To say that this ‘scoop’ was one self-promotion too far is something of an understatement, with potential criminal as well as civil legal implications in terms of the Data Protection Act 2018 and other legislation, not just for di Stefano, but potential liability on the facts for the Financial Times and the Independent itself.

For it seems this was neither a third party anonymous ‘leak’ nor the result of hacking the Zoom cyber security.

Di Stefano joined the Zoom conference  signing in with his FT email address – which was visible to the 100 or so members  for 5 seconds – before it disappeared.

Subsequently the Independent carried out an analysis of the participants’ addresses and tracked a later sign-in to a mobile phone belonging to di Stefano.  It was also revealed that a similar incident concerning the Evening Standard and published on the FT website,  was traced to the same phone.

There was no attempt at a defence by the FT since di Stefano’s acts were in breach of its commitment to journalistic ethics and there was no ‘public interest’ in disclosing the financial woes and internal staffing implications of a rival publication.

Di Stefano was suspended and  announced his own immediate resignation, appropriately enough, on Twitter.

So what might become of this monumental faux pas legally?

The Data Protection Act 2018 does include criminal sanctions which might apply to di Stefano, and potentially the FT itself if it knowingly or recklessly allowed the breach amounting to a criminal offence.

But in terms of the civil DPA breaches,  there would appear to be a potential prima facie vicarious liability case against the FT which would test recent Data Protection case law.

In a long-running  data leak case against the supermarket Morrisons, the Supreme Court held that the company was not vicariously  liable for the data protection breaches affecting 100,000 of its employees, thousands of whom had joined a class action for compensation redress against the firm.

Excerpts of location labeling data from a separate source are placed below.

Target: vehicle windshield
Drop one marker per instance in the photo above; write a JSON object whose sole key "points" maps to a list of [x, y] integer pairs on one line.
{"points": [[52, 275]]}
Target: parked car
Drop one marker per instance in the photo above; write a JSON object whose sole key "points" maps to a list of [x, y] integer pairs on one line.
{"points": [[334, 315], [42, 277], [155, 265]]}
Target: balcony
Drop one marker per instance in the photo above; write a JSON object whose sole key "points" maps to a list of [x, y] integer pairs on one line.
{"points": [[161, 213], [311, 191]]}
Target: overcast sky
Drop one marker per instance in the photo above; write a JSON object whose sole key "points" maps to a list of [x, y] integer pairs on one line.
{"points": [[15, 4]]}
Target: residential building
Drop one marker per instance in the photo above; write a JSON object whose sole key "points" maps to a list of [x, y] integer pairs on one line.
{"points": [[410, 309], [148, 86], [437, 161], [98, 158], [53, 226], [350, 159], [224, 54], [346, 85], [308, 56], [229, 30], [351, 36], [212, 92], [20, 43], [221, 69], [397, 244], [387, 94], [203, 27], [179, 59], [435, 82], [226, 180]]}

The story began when a disgruntled rogue employee misused his access to confidential staff data, releasing it to media and ‘leak’ websites. The offender in question was prosecuted and is serving a lengthy prison sentence.

But what of the rights of the affected and distressed employees?

In the Morrisons saga, the Court of Appeal originally upheld existing comparable case law on the vicarious liability of the employer for wrongs committed by staff, even though they were criminal acts that were not in the course and intention of their employment.

The Supreme Court however overturned this decision.

Morrisons were able to show that they had exercised adequate monitoring and due diligence in data security and that the criminal acts of the offender were not in any material way connected to his legitimate role.

But would the same be true of the FT?

Di Stefano, while clearly in breach of contractual ethics, was employed on the basis of high profile ‘scoops’ and it can’t be said that his enterprise was outside the course of his employment and its intention.  Arguably, it was precisely that that got him his job.

But it doesn’t end there.

While the Independent might be the wounded party, it turns out, according to media reports, that access to the Zoom conference was open to all-comers signing-in without password protection.

Clearly ‘someone’ must have tipped di Stefano off as to the meeting and access, but, if the case, the newspaper’s elementary security failure was a potential data breach against its own employees.

So while di Stefano is, wisely, ‘taking time away and logging off’ the legal repercussions from this latest data breach fiasco are unlikely to go away anytime soon.